13 de jan. de 2010

Essa Ausência tão Presença.





A primavera passa por meus pés da mesma forma como as pétalas das flores atravessam meu corpo, rodopiando pela calçada pouco iluminada naquele dia agradável de outubro. O sol nascendo mais tarde indica que o verão logo se aproxima, mas meu corpo acredita ser inverno faz uma semana, devido à debilidade com que tenho conseguido expressar meus sentimentos; ah! Como é sutil e devastadora a força de um amor - incompreendido. Há exatamente uma semana, eu rompia os laços que tanto me aqueceram durante certo tempo, e tornava rouca minha voz interior, fazendo visível meu estado espiritual mesmo não querendo expressá-lo. A senhora que passou por mim pela praça da cidade analisou fundo minh'alma e eu pude ver em seus olhos que eu era hoje o rascunho de outrora, que o brilho nos olhos fora substituído por uma amargura que cantarolava sobre a minha face, amargura essa que representava nada menos do que uma escolha, um caminho. Os pássaros cantavam tímidos, as flores tornavam-se mais claras na medida em que eu as transpassava, talvez querendo emitir uma mensagem, mas quem era eu naquele momento para entender uma mensagem da natureza? O senhor que tocava mecanicamente o sino de seu carrinho de picolés lembrava-me de que nosso presente é fruto de uma escolha do passado, e pensar no passado fazia meu corpo parecer de outro, quando tive que escorar no tronco de um coqueiro para me encontrar em mim mesmo, sem êxito. Os pensamentos fluíam em minha mente, e cada volta ao rosto dela tornava mais difícil minha permanência – em corpo – naquela praça, pois meu eu em alma já havia me abandonado sem escrúpulos ao presenciar um fato que, para quaisquer efeitos, culminara nesse meu estado de miséria interior e incredulidade futura.

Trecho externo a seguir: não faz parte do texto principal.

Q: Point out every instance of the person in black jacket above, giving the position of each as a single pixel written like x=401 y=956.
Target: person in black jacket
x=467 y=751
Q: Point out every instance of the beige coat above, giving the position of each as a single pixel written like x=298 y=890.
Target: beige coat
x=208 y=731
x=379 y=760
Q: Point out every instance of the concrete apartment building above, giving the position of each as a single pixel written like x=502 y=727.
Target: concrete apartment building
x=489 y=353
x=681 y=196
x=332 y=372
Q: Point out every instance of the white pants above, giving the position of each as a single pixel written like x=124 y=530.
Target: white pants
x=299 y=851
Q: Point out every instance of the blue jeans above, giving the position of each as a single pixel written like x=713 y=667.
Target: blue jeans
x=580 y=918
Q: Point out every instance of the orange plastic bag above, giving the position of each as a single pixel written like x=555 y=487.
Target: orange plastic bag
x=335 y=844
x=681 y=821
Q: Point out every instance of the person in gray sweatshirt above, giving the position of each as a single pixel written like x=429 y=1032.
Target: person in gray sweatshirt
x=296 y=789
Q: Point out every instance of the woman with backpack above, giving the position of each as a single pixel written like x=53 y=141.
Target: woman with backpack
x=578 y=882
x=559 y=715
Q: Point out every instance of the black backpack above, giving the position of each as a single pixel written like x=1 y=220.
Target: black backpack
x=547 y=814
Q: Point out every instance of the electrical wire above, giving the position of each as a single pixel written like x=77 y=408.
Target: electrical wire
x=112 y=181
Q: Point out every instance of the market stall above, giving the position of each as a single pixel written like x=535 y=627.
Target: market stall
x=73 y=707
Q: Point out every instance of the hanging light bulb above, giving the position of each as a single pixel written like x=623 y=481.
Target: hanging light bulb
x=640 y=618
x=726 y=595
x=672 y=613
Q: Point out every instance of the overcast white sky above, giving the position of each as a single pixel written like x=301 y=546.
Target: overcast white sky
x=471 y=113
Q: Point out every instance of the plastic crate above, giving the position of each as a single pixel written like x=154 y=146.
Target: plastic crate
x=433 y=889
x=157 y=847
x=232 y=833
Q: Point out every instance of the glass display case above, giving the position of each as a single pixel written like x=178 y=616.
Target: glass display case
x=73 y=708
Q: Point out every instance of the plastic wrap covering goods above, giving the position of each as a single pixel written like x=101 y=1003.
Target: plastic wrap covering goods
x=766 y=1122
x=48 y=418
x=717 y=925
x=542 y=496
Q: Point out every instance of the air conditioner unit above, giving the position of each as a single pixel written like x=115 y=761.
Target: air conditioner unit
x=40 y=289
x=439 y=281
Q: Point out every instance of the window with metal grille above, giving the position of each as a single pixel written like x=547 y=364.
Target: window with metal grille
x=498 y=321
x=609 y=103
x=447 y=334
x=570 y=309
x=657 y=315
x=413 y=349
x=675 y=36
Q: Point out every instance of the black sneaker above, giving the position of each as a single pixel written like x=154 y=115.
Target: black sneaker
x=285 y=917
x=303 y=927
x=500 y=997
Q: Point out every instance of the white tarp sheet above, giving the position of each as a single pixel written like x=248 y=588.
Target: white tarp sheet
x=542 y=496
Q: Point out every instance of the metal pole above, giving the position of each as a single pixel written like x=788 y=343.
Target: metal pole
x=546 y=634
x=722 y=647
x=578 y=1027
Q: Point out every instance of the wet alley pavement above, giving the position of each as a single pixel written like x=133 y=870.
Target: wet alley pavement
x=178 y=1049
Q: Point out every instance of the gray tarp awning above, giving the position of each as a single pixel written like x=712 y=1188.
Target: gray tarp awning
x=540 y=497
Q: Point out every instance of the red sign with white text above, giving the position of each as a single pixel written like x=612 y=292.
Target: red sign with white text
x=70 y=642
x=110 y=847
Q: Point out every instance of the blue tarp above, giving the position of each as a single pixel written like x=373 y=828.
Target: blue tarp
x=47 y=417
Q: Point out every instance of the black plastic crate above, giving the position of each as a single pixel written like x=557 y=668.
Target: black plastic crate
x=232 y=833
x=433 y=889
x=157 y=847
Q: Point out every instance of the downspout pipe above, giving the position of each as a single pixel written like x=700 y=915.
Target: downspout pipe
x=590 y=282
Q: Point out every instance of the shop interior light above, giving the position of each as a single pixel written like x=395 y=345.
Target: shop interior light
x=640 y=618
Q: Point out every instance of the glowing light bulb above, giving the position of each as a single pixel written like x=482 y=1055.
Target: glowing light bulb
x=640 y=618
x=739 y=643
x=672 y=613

Inconscientemente, retirei as chaves do carro guardadas no bolso traseiro, e risquei duas letras no tecido lenhoso do tronco da árvore, enquanto me perguntava – aqui conscientemente – por que desenvolvera a mania de seguir caminhos pouco trilhados. As ervas - daninhas que se evidenciavam num pé de laranja ao longe me fizeram voltar à realidade, e lembraram-me mais uma vez do que eu tinha sido a vida toda: um parasita. Eu tinha pleno conhecimento das capacidades dela, e sufocá-la e não deixar o mundo presenciar tamanhas qualidades seria uma afronta a tudo o que penso, logo, não pude deixar que o egoísmo, um mal trovado de Platão a Drummond, fizesse dela uma escrava de mim. Sim, é realmente um caminho por onde poucos trilhariam, mas foi assim que minha vida passou a fazer sentido, e é dessa forma que carregarei meu caixão: na lama ou num chão em brasa. O amor sobrevive quando os corpos se separam, e eu deixo as lágrimas correrem meu rosto para não afogarem minha amada, que permanece em meu interior: se não o todo, boa parte de mim. O sal que me toca os lábios agora é mais doce do que o sal de outrora, e o sol que me ilumina nesse momento não me cega os olhos, mas inunda minha vida inteira.





Permito-me uma última olhada ao redor, nos setenta por cento de ferro nos bancos e estátuas das praças, nos noventa por cento de flores nos canteiros e nos sessenta por cento de ferro nos corações que querem florescer e não conseguem, e nesse momento, quando tudo já fez sentido, minha cabeça pende para o lado naquele banco onde ontem alguém provavelmente jurou amor, ou fingiu jurar. Uma borboleta tímida desce das alturas para me fazer companhia enquanto em meus sonhos, onde a razão jamais derrotou o sentimento, esqueço tudo o que fez sentido em meu pensamento último e entrego-me nos braços de minha amada.







Thuan B. Carvalho







Bom, esse é mais um da série "textos que escrevi um dia". Esse eu escrevi em resposta à ANNA, amiga muito estimada, e de ótima escrita. Li uma resenha dela, e criei o par de sua personagem.

Um comentário:

  1. Hehe! É impressionante como seu estilo se assemelha ao dos consagrados escritores estadunidenses! A narrativa detalhada, cinematográfica e levemente arrastada! Desenvolva esse estilo meu amigo! Porque você já o domina de uma maneira encantadora!